The assumption in the 1980s of near replacement level fertility in the long run has not proved to be so wide of the mark in respect of Northern Ireland as for other parts to the UK. There is some cultural affinity between Northern Ireland and Scotland in respect of factors influencing fertility and similar economic changes have occurred since 1970, such as the decline of traditional industries and privatisation of council housing. The 1967 Abortion Act, however, has never been extended to Northern Ireland and this continues to be a factor that goes some way to explain higher fertility in Northern Ireland than in Scotland.
In Northern Ireland the committee determining the fertility assumptions used by the government actuary have also had more success recently. The 1996 to 1998-based assumption of a long-term TFR of 1.85 for Northern Ireland and the 2000-based and subsequent projections that assumed a long-term TFR of 1.8 in Northern Ireland are quite near the observed TFR of 1.82 for 2005 (see figure 1).

Beyond 2007 for all of the UK
In the 21st century there may now be some stability in fertility rates. Whereas a continuation of under-replacement fertility is hardly sustainable in the long run and has serious consequences, this is only slowly being acknowledged, even in Scotland, where there is most reason for concern at a low birth rate.
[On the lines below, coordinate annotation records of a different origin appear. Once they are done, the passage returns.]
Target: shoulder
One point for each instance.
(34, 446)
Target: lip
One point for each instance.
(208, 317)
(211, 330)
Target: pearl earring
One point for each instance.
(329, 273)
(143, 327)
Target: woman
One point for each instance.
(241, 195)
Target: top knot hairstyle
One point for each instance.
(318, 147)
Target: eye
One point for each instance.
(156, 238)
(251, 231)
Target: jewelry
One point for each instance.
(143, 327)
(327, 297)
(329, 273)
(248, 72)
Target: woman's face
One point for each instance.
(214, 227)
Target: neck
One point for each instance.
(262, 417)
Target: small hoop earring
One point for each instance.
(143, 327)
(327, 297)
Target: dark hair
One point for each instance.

Neo-Malthusian thinking, whereby a limit on population growth is seen as important to economic success, still predominates among policy makers. For governments to address the issue and take effective measures to reverse the decline in fertility would require a reversal of policies in many areas, which cannot be anticipated in the near future.
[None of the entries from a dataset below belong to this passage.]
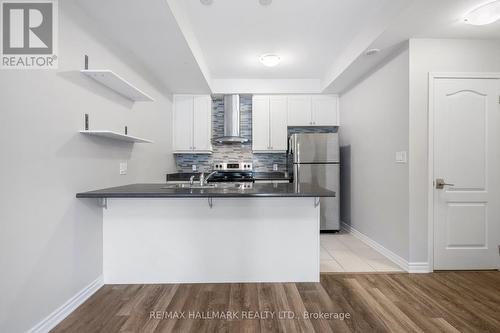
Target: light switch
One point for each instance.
(123, 168)
(401, 157)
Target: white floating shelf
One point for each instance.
(116, 136)
(114, 82)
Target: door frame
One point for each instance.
(430, 148)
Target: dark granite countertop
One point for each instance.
(270, 176)
(220, 191)
(184, 176)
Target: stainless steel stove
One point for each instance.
(238, 172)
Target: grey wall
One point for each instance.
(374, 126)
(51, 242)
(435, 55)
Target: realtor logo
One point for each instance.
(29, 34)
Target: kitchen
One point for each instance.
(300, 160)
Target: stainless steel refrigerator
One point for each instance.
(315, 159)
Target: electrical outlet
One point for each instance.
(401, 157)
(123, 168)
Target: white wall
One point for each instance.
(51, 242)
(435, 55)
(374, 126)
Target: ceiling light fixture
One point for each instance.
(485, 14)
(372, 52)
(270, 60)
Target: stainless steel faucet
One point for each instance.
(204, 180)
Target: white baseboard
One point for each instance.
(69, 306)
(410, 267)
(419, 267)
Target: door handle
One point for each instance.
(440, 184)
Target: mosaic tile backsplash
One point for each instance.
(238, 152)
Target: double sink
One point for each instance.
(209, 186)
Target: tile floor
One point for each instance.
(343, 252)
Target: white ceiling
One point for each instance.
(193, 48)
(148, 35)
(421, 19)
(232, 34)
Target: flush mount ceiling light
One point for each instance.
(270, 60)
(485, 14)
(372, 52)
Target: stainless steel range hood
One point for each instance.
(231, 121)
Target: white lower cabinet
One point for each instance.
(269, 124)
(192, 124)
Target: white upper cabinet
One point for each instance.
(299, 111)
(269, 124)
(260, 123)
(192, 124)
(316, 110)
(278, 123)
(202, 123)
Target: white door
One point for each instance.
(299, 111)
(278, 123)
(183, 123)
(466, 156)
(324, 110)
(260, 123)
(202, 114)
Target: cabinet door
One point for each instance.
(183, 123)
(299, 111)
(278, 123)
(260, 123)
(202, 123)
(325, 110)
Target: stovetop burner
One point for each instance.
(232, 172)
(231, 176)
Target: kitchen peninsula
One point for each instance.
(181, 233)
There are also to be recognised some 21st-century factors pointing to a further decline in the birth rate. Higher house prices are much discussed but the negative implications for fertility are less acknowledged. Women are claiming a greater share of educational and career opportunities. Universities are more accessible and a higher proportion of students in higher education are now women. More young women are graduating with larger student debts to repay. Men will have to accept a smaller share of the best-paid posts. Here again, demographers are failing to step forward to say what implications these trends bring for the birth rate.